The original 44-page bill was cut to nine pages in the Senate and 11 pages in the House. Requirements that health-care professionals provide, and citizens submit to, medical examinations, vaccination, and treatment were deleted. A right to refuse such procedures was added. Legislators demanded authority to rescind the governor’s declaration. And a provision allowing the governor to endow a “designee” with the governor’s authority to issue orders and write rules was removed.
The legislature initially voted to return the bill to conference committee–a signal that the bill was dead. However, last-minute amendments to appease gun owners and AIDS activists were added and the bill passed on the final day of session. The legislation allows broad declaration authority for public-health emergencies, commandeering of private property, unprecedented empowerment of the governor, and year-around authority to impose quarantine and isolation-without a court order or declaration of a public-health emergency.
The potential effectiveness, or lack thereof, of the CDC’s heavy-handed proposal has received little attention. The inauspicious, at times violent, history of martial law has been ignored. Disregarding human nature and all wisdom to the contrary, health officials continue to march a top-down command-and-control proposal across the nation.
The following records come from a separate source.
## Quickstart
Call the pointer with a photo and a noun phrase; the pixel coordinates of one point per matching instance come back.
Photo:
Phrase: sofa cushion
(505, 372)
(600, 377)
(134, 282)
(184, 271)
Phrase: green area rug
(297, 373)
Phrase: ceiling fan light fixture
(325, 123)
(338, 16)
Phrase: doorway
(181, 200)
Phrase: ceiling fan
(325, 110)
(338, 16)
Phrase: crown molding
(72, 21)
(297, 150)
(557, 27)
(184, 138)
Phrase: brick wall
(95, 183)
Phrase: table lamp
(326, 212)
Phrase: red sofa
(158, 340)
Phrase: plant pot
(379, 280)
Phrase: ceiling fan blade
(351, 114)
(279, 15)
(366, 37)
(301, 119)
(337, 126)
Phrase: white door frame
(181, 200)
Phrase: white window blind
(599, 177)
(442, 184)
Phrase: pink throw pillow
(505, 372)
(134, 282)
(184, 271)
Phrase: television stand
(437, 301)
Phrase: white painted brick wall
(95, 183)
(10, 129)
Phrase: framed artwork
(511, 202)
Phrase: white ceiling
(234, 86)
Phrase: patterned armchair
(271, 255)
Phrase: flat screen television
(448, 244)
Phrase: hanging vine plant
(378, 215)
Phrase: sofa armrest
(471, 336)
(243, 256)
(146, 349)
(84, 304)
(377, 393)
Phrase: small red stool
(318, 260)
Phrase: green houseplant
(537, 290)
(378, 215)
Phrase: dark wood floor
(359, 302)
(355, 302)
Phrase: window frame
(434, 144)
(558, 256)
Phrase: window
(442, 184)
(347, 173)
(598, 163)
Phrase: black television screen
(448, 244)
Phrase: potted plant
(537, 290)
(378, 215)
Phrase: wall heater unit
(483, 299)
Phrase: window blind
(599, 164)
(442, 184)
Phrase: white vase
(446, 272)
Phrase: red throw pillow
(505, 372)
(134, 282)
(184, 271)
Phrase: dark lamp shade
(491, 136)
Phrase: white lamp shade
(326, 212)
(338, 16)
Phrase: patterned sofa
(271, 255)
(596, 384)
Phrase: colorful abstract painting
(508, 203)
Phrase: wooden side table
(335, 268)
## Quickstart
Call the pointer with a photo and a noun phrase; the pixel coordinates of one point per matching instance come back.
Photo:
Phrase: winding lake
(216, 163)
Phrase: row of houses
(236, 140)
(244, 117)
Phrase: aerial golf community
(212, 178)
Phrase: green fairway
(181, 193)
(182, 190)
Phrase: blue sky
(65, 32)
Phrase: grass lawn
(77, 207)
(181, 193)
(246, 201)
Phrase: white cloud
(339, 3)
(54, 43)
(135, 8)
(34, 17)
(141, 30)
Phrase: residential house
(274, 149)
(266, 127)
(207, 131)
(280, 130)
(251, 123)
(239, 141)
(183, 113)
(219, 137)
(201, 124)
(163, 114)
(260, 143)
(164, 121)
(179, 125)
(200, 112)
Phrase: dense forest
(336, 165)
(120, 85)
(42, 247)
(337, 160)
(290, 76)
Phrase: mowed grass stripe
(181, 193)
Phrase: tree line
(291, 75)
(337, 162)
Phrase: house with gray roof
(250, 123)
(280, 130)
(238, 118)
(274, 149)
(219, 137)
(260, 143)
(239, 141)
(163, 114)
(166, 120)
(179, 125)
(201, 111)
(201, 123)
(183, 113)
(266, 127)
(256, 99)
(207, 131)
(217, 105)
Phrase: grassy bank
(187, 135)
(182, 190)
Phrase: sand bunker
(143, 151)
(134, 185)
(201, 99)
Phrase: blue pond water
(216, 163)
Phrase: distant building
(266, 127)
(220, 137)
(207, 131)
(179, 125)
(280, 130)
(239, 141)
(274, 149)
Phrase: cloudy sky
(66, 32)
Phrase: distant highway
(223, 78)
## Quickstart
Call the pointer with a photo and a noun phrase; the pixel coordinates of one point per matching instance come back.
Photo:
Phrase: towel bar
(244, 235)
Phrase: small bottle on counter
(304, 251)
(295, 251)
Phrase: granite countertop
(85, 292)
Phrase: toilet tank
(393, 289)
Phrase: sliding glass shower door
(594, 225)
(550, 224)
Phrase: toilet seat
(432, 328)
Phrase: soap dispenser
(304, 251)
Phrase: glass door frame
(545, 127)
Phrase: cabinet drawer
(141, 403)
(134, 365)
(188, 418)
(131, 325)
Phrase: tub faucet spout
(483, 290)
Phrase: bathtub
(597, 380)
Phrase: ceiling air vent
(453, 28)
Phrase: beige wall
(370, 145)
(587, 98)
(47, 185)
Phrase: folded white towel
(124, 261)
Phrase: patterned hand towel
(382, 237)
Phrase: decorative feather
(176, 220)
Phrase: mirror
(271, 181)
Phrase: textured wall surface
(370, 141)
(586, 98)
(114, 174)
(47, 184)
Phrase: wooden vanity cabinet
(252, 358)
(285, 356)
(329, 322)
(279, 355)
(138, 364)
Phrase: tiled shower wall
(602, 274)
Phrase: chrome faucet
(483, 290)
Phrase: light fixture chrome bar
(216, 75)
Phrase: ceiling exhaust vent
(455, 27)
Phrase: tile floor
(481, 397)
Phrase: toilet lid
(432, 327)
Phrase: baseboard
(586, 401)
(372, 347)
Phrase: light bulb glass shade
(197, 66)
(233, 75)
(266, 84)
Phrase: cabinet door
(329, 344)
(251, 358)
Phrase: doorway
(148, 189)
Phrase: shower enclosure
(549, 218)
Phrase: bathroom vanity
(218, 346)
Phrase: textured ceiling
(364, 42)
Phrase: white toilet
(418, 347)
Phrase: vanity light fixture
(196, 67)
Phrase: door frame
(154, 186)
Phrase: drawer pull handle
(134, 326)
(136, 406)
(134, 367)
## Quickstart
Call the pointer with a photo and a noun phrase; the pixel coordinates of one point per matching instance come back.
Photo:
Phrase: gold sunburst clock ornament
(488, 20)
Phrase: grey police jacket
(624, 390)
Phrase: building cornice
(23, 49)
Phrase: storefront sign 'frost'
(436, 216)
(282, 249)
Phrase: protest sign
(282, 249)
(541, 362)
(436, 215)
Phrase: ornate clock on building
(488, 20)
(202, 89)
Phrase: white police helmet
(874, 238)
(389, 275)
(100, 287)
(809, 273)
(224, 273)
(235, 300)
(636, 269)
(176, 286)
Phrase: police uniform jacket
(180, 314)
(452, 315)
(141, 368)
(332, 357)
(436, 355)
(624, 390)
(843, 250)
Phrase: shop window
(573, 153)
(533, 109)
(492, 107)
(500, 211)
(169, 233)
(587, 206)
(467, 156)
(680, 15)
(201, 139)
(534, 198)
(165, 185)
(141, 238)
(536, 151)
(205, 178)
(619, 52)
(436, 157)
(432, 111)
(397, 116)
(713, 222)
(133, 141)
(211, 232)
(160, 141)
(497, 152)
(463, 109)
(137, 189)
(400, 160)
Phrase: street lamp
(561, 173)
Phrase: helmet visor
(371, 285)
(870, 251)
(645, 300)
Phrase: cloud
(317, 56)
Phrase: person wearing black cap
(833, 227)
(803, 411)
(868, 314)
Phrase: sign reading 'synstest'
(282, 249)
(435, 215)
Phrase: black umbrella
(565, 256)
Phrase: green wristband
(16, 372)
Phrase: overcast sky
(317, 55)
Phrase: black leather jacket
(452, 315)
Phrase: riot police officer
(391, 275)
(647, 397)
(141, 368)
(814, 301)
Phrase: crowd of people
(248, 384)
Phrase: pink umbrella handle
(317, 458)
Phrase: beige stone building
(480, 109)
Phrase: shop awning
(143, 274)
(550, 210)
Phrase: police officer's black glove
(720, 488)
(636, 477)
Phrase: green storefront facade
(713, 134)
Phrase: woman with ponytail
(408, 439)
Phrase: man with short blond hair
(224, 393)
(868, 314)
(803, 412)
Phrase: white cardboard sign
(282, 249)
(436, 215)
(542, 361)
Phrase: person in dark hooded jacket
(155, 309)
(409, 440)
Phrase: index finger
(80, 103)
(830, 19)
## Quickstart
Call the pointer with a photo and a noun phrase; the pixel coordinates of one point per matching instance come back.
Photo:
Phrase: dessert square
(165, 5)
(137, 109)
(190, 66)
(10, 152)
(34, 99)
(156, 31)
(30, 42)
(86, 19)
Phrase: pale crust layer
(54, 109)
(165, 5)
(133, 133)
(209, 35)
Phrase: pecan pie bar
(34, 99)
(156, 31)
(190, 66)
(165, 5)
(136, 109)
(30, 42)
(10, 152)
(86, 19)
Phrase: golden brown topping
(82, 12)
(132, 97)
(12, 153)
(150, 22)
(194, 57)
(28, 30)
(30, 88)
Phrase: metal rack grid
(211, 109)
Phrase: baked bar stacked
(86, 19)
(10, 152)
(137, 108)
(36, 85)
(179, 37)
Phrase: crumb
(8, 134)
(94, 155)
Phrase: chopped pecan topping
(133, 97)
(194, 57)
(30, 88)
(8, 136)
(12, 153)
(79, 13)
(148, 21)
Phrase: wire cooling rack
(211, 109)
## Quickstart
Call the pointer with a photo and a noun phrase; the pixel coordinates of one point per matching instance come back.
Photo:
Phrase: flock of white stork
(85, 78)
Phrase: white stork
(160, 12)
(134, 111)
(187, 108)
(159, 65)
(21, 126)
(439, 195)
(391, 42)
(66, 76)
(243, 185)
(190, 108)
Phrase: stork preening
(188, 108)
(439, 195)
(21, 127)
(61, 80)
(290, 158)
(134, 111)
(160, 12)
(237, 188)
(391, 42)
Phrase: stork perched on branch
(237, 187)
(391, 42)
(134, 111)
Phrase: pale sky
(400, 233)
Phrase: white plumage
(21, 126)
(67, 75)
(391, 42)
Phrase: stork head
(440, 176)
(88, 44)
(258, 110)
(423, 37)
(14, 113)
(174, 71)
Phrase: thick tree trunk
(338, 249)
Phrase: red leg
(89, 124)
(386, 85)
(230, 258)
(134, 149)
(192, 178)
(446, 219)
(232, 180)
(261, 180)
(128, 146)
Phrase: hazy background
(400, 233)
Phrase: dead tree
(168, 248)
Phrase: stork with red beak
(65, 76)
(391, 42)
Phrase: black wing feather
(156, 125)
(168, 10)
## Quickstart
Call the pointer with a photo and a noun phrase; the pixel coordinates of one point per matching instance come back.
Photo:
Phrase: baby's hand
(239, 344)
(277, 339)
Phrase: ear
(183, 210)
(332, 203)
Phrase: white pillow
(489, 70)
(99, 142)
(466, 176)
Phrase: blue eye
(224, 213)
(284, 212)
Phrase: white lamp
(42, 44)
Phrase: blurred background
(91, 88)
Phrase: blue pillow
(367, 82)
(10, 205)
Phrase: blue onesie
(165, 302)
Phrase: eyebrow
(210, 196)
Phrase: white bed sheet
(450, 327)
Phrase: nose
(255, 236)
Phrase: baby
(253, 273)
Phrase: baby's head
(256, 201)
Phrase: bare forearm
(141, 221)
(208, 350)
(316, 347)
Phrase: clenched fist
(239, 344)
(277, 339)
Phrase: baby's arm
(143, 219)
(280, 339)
Public trust requires thoughtful contingency plans that uphold constitutional rights and freedom of conscience, support medical ethics, and encourage voluntary cooperation with disease containment strategies. State legislatures should not rush to enact ill-conceived, ineffective legislation. Public policy must always recognize and respect the rights, dignity, and intelligence of individuals. An angry public is not a cooperative public. If health officials are empowered to harm the very people legislators want to protect, a public-health emergency may soon become a crisis of the public’s trust.
- Letter from Health Privacy Project to Lawrence O. Gostin, November 7, 2001.
- See www.alec.org.
- Lawrence O. Gostin, “YES: New Laws Are Needed to Enable Federal and State Agencies to Work Together in an Emergency,” Insight, December 18, 2001.
- Meryl Nass, “The Model Emergency Health Powers Act Creates Its Own Emergency,” redflagsweekly.com, April 8, 2002; www.redflagsweekly.com/nass/2002_april08.html
- Lawrence O. Gostin et al., “Improving State Law to Prevent and Treat Infectious Disease,” Milbank Memorial Fund, 1998, p. 2.
- Quoted in Matt Mientka, “CDC Releases Model Bioterrorism Law,” U.S. Medicine, December 2001.
- “HHS Announces $1.1 Billion in Funding to States for Bioterrorism Preparedness,” HHS Press Release, U.S. Department of Health and Human Services, January 31, 2002.
- See the map at the American Legislative Exchange Council website, www.alec.org.